Clearly exclusion of motor vehicles with less rigorous control from inner cities might be a way forward – perhaps trams to carry people and freight, eliminating the need for private cars, buses, vans and trucks, with these connecting to the tram in a co-ordinated way (freight deliveries booked slots etc) and the other options of walking, cycling and pedicab/cycle logistics services, for individual, and smaller deliveries
This fits into that change in thinking , managing-out road hazards – at the top of the hierarchy the ‘BlueZone’ has complete separation but we recognise that this is never totally deliverable in the real world, and the grading runs through having physical intervention (eg barriers that close to prevent a conflicting movement), clear signals (which users are expected to obey), and signs or road markings (requiring a bit more user intelligence) finally the ‘RedZone’ is where PPE is the ‘last line of defence’. From a risk management perspective, the promotion of PPE and its use absolutely shouts that YOU HAVE FAILED to eliminate the hazards and potential for harm on our streets. Just let that sink in
In the Edinburgh context, locations such as East Preston Street have reported ‘issues’, also, as I understand, do the Mount Vernon cross-roads on Gilmerton Road. Should some left or right turns be blocked, or ‘adjusted’ to remove or reduce the risk of a collision. Kerbs which deflect rogue drivers back into the carriageway are available, and should perhaps replace the crash barriers and pedestrian railings at critical locations. Perhaps a kerb design that delivers the ‘regular’ 6″ height but blocks any driver arrempting to drive up on to a footway, by knocking a (tubeless) tyre off the wheel rim and keeping cars off the footway, as drivers would soon learn how to reverse parallel park properly if it cost them a deflated tyre every time they got it wrong….
Just one example though, of Edinburgh acting smart & fast, as we pass the 3rd anniversary of the death of Zhi Min Soh, run over by a bus driver who failed to stop (from 20mph?) when she fell off crossing tram tracks in front of the bus. This was a repeat of the 2013 crash in Croydon, where Roger de Klerk was run over by the bus driver following him, also through a right turn crossing tram tracks.

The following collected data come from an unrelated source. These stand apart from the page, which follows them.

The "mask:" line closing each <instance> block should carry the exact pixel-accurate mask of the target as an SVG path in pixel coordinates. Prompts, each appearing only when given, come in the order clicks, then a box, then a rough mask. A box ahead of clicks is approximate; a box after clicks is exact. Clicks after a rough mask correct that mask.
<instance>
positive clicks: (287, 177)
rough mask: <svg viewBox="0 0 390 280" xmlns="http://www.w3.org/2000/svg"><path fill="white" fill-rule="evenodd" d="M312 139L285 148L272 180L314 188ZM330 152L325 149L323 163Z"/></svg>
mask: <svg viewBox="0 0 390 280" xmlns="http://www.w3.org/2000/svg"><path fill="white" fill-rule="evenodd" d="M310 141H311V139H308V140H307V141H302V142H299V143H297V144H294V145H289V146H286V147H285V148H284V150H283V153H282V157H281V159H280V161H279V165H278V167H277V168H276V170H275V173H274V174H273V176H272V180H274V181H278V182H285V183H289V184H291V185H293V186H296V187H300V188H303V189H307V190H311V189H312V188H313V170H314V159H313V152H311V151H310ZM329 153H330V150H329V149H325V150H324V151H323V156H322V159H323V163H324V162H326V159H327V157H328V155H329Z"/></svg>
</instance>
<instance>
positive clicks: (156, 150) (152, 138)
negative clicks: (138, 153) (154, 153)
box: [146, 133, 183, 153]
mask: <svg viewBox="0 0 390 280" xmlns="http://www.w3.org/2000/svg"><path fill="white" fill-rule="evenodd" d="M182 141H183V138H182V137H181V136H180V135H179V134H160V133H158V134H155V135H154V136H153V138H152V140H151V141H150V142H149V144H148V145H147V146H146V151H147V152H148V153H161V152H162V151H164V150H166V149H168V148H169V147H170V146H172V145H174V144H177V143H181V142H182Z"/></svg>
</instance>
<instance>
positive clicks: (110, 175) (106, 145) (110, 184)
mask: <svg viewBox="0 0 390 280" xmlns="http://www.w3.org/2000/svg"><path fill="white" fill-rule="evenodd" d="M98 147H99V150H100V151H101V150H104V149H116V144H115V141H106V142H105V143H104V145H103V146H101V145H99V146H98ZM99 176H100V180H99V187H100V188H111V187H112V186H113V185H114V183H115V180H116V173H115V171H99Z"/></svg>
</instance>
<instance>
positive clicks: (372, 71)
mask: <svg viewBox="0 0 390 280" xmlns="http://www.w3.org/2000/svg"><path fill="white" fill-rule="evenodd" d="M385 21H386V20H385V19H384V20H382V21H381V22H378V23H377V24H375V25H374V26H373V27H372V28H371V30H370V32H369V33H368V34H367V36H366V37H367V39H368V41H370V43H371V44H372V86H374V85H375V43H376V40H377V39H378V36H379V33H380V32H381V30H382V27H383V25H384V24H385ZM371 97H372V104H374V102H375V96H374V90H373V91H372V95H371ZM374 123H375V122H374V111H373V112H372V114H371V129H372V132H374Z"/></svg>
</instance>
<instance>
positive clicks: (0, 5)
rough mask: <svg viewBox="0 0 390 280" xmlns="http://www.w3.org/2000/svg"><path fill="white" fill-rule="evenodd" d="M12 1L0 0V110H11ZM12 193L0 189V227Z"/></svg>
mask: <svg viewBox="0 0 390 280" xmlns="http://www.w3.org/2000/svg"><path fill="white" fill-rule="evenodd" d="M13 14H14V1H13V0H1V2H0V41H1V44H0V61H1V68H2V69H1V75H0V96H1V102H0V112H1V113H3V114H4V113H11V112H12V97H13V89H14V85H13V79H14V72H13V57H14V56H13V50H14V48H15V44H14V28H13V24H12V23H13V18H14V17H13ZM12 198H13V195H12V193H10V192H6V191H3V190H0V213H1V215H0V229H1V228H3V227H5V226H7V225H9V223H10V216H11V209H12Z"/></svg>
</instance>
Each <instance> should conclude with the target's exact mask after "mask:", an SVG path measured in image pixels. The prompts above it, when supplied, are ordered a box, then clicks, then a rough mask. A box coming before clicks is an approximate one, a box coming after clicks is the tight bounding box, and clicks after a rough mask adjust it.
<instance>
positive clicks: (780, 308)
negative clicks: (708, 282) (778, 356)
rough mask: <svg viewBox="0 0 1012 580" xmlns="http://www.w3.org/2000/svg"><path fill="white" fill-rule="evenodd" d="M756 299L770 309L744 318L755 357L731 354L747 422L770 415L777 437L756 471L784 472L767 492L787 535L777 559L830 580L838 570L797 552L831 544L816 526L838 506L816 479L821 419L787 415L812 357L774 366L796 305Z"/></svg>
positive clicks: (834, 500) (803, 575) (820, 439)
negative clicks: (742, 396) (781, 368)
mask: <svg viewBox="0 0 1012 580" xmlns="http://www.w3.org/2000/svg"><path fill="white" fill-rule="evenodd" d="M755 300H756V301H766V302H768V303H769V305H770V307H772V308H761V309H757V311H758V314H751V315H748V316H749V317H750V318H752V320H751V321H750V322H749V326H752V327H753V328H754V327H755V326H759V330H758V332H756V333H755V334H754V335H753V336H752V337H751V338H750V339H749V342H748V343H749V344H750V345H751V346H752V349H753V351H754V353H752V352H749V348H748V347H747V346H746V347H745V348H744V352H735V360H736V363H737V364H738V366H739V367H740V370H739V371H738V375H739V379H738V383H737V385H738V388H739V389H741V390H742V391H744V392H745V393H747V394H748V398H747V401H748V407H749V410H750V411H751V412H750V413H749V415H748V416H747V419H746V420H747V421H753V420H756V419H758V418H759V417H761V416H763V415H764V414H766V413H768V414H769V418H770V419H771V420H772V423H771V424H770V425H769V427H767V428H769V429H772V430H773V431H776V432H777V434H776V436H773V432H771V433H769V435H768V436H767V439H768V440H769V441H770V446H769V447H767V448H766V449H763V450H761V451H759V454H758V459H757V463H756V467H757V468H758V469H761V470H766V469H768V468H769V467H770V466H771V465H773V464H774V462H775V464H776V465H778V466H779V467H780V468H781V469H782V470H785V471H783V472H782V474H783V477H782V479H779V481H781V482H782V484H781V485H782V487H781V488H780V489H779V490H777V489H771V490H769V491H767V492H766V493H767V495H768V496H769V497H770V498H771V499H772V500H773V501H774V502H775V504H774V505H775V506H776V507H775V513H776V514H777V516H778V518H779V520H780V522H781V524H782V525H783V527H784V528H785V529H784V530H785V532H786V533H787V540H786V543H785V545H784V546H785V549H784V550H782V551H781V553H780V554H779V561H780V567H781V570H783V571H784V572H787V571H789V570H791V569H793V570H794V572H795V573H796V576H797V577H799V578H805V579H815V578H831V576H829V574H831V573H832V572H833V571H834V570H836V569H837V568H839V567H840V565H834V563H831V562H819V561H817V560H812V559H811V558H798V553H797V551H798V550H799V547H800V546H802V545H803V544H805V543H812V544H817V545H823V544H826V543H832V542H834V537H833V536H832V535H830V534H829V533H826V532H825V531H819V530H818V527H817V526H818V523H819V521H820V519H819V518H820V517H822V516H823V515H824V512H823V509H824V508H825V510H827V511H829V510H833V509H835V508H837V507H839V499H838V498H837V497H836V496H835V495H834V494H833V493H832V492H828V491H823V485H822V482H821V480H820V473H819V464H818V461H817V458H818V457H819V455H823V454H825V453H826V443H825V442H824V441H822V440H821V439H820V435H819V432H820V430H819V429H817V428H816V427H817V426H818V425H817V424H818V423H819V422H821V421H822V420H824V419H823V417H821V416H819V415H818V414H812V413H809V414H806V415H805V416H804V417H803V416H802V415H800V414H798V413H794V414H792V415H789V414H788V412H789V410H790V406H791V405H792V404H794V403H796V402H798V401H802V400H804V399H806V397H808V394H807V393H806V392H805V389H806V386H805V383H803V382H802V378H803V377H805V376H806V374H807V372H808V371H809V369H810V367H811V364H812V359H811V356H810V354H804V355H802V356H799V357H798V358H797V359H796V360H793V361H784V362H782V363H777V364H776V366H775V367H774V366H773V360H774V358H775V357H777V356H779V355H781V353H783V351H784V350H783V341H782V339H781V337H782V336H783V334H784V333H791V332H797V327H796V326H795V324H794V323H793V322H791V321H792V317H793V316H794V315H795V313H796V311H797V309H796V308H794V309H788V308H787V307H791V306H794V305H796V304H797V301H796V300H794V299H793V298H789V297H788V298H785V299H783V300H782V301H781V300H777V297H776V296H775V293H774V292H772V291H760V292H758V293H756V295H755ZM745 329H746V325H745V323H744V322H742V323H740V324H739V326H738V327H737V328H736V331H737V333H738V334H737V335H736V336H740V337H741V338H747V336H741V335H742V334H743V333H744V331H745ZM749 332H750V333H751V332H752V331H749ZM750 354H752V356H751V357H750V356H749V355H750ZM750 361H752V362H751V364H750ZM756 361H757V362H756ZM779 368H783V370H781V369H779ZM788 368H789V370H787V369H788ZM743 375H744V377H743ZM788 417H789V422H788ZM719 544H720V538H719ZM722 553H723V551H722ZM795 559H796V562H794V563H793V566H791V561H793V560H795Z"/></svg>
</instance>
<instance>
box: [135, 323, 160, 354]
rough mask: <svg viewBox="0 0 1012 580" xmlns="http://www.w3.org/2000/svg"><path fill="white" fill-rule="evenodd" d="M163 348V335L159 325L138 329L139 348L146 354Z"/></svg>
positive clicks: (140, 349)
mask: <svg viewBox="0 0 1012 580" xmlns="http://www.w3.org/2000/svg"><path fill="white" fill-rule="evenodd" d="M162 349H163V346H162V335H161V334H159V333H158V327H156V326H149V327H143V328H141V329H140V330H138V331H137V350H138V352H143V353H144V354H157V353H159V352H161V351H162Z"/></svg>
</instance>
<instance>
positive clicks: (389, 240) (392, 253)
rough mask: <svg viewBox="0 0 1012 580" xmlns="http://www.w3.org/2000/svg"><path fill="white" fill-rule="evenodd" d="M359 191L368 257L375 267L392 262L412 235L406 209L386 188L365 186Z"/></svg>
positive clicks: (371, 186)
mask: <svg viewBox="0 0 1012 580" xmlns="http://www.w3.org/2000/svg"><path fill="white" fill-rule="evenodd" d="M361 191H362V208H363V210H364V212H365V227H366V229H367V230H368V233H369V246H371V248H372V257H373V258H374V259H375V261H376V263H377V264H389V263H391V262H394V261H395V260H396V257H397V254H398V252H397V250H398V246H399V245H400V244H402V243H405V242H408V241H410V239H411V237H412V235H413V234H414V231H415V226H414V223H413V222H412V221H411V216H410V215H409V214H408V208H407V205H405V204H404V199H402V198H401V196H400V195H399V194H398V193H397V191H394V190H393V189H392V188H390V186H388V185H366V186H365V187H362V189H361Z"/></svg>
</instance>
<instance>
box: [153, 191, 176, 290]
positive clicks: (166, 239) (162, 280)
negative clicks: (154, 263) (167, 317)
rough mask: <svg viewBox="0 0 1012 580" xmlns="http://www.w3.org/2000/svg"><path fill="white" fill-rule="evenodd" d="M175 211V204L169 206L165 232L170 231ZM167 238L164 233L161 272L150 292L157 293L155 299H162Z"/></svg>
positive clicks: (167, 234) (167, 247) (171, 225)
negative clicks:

Drawing on research from Toronto, and Edinburgh (Chris Oliver -Cycling Surgeon) it was very clear that over 50% of cyclists falls on tram tracks, were the result of their concentration, or route across the rails being influenced by another road user – usually a driver – coming too close. Hence the rapid action to erect ‘Keep your distance’ signs at critical junctions, and brief bus drivers especially about tailgating cyclists when they are crossing tram tracks – I know this happens , as I had a tyre in the slot at Haymarket one day, as I had to slow down to avoid a collision with the bus, overtaking me, as I crossed the tracks.